Nouvelle-Calédonie : Le sorgho, une piste agricole à l’étude pour l’alimentation animale

© Chambre d'agriculture et de la pêche de Nouvelle-Calédonie

Nouvelle-Calédonie : Le sorgho, une piste agricole à l’étude pour l’alimentation animale

En Nouvelle-Calédonie, des essais autour du sorgho sont en cours, avec l’ambition d’explorer le potentiel de cette céréale non exploitée sur le territoire. Cinquième céréale la plus cultivée dans le monde, le sorgho est reconnu pour sa richesse en fibres et ses nombreux bienfaits, notamment en matière d’alimentation animale. Focus avec le reportage de nos partenaires de CALEDONIA.

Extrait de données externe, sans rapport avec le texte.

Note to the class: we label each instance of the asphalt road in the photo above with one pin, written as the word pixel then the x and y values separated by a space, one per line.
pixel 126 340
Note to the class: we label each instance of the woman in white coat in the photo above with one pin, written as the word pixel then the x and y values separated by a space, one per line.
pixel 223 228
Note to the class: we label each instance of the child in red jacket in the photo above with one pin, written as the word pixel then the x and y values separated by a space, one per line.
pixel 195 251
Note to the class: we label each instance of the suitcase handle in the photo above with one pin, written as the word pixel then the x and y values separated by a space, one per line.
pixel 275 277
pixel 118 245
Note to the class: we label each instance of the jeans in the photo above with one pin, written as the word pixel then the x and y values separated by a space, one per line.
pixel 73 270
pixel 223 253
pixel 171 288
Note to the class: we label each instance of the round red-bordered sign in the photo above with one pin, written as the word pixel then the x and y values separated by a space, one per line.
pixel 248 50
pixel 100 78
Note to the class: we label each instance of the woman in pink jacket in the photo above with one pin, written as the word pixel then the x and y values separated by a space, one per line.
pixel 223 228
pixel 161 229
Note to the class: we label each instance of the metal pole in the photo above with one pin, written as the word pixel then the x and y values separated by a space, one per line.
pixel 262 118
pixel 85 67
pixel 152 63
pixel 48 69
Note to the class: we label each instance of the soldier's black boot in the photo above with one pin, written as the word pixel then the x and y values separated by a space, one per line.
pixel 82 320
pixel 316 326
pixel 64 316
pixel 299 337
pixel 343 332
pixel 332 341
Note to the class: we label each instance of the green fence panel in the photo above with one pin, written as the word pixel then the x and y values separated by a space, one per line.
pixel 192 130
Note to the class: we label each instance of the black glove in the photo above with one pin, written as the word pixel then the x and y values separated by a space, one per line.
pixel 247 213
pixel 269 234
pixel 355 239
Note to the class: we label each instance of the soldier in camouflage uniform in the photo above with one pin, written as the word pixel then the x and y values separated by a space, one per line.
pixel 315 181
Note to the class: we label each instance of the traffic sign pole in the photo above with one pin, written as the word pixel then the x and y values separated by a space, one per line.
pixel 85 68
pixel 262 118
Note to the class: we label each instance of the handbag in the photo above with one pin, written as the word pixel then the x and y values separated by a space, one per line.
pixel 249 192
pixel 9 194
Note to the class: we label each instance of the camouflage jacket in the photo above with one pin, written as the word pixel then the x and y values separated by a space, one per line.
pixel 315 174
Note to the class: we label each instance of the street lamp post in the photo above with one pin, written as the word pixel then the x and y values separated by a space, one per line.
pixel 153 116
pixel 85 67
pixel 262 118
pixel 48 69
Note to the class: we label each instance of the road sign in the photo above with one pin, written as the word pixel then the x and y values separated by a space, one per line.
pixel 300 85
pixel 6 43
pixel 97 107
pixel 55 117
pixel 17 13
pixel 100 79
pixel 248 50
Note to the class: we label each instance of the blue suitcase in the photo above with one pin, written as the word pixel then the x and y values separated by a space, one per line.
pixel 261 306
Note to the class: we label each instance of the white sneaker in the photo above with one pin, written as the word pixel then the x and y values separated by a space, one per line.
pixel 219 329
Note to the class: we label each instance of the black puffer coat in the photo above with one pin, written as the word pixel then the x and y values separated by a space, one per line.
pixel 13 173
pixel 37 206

Une vingtaine d’acteurs de la filière agricole se sont réunis récemment à la station technique de Port Laguerre, à deux semaines de la récolte des premières parcelles expérimentales. Plantée en décembre 2025, cette culture test arrive à maturité après environ quatre mois, un cycle relativement court qui constitue l’un de ses principaux atouts. Peu exigeante, la plante suscite un intérêt croissant dans un contexte de recherche d’autonomie alimentaire et d’adaptation aux conditions locales.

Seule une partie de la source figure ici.